4. Consider removing the typing from your admin staff’s workload
In March 2023, which is the latest data available, 112,500 vacancies were recorded across the NHS in England. At a time of ever-increasing demand, the workforce available is stable at best resulting in an ever-widening gap between supply and demand. Admin staff are therefore stretched to keep up with their workload which they often cannot, resulting in backlogs.
In our experience when backlogs start to accumulate, they quickly snowball as calls from GPs, patients, other departments in the Trust etc increase who are all chasing information which is contained in a dictated but not produced letter. Validating waiting lists and ensuring that RTT rules are complied with also becomes increasingly difficult when letters have been dictated but not typed.
Typing letters is time consuming and can take administrative staff away from valuable tasks such as progressing the patient’s care including booking diagnostics, follow up appointments, validation etc.

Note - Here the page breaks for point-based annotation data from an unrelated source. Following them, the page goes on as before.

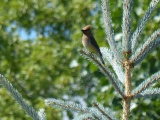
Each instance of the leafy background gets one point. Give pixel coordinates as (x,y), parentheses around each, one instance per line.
(39,43)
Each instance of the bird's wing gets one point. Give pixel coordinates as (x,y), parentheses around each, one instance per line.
(94,43)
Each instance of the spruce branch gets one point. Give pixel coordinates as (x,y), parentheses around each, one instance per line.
(104,111)
(126,26)
(88,112)
(145,84)
(85,116)
(66,105)
(42,114)
(152,42)
(108,55)
(150,92)
(19,99)
(127,98)
(144,20)
(116,84)
(109,29)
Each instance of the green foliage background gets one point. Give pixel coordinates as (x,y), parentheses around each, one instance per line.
(49,65)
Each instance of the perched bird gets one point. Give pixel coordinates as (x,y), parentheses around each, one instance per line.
(90,43)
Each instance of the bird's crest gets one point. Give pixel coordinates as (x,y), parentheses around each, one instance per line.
(86,27)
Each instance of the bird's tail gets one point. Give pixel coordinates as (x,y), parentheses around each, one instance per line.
(101,58)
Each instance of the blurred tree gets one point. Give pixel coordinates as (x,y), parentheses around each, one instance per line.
(49,64)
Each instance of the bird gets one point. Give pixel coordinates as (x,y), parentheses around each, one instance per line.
(90,43)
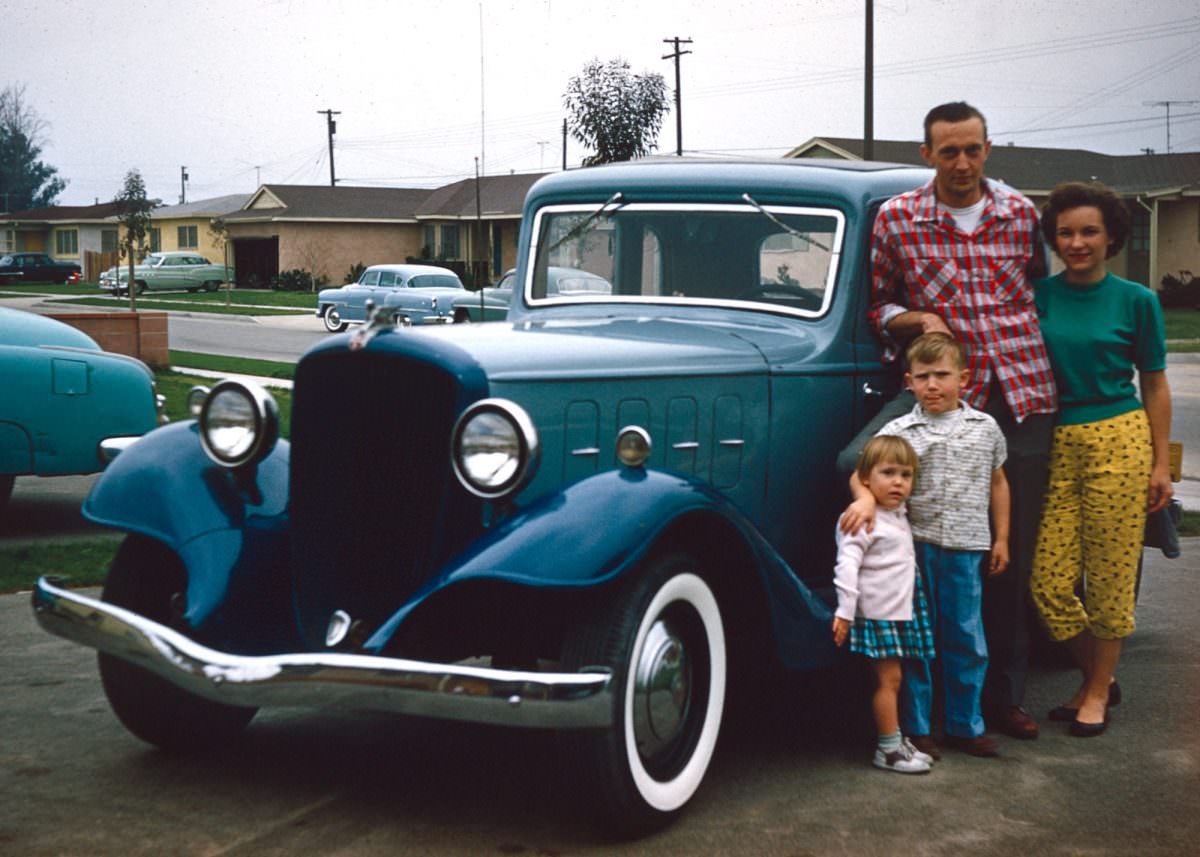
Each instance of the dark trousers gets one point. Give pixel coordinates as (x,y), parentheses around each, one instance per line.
(1007,612)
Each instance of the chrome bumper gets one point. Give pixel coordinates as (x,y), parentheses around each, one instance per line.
(505,697)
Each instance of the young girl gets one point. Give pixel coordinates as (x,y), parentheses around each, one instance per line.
(880,607)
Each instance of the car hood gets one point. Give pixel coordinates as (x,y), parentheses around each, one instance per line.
(605,347)
(30,330)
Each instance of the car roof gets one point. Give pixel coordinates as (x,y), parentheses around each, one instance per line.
(661,179)
(412,270)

There are two proven options which Trusts can deploy to take this labour-intensive process off their medical secretaries’ workloads which are:
- Speech Recognition
In many cases, a combination of the two will be the most powerful combination and whichever is used, it is accuracy which will be the key to success!
5. Go paperless and implement electronic review
There are still many healthcare organisations where letters are printed once they have been typed for the consultant or author to mark up for correction by a secretary. This practice is highly inefficient due to the delays it causes and presents risk in hand marked amendments not being carried through.
Using a clinical documentation platform which enables electronic review will significantly increase productivity, eliminate risk and the need for paper copies, and reduce waste.
This blog has demonstrated just how important clinical documentation is within Outpatients Departments and the wide-reaching impact it has on the delivery of care. Where healthcare organisations have inefficient workflows, they are being put under huge pressure as more documents are pushed through them. Taking steps to enhance those processes is crucial in our view to delivering on the objective of Outpatient Transformation.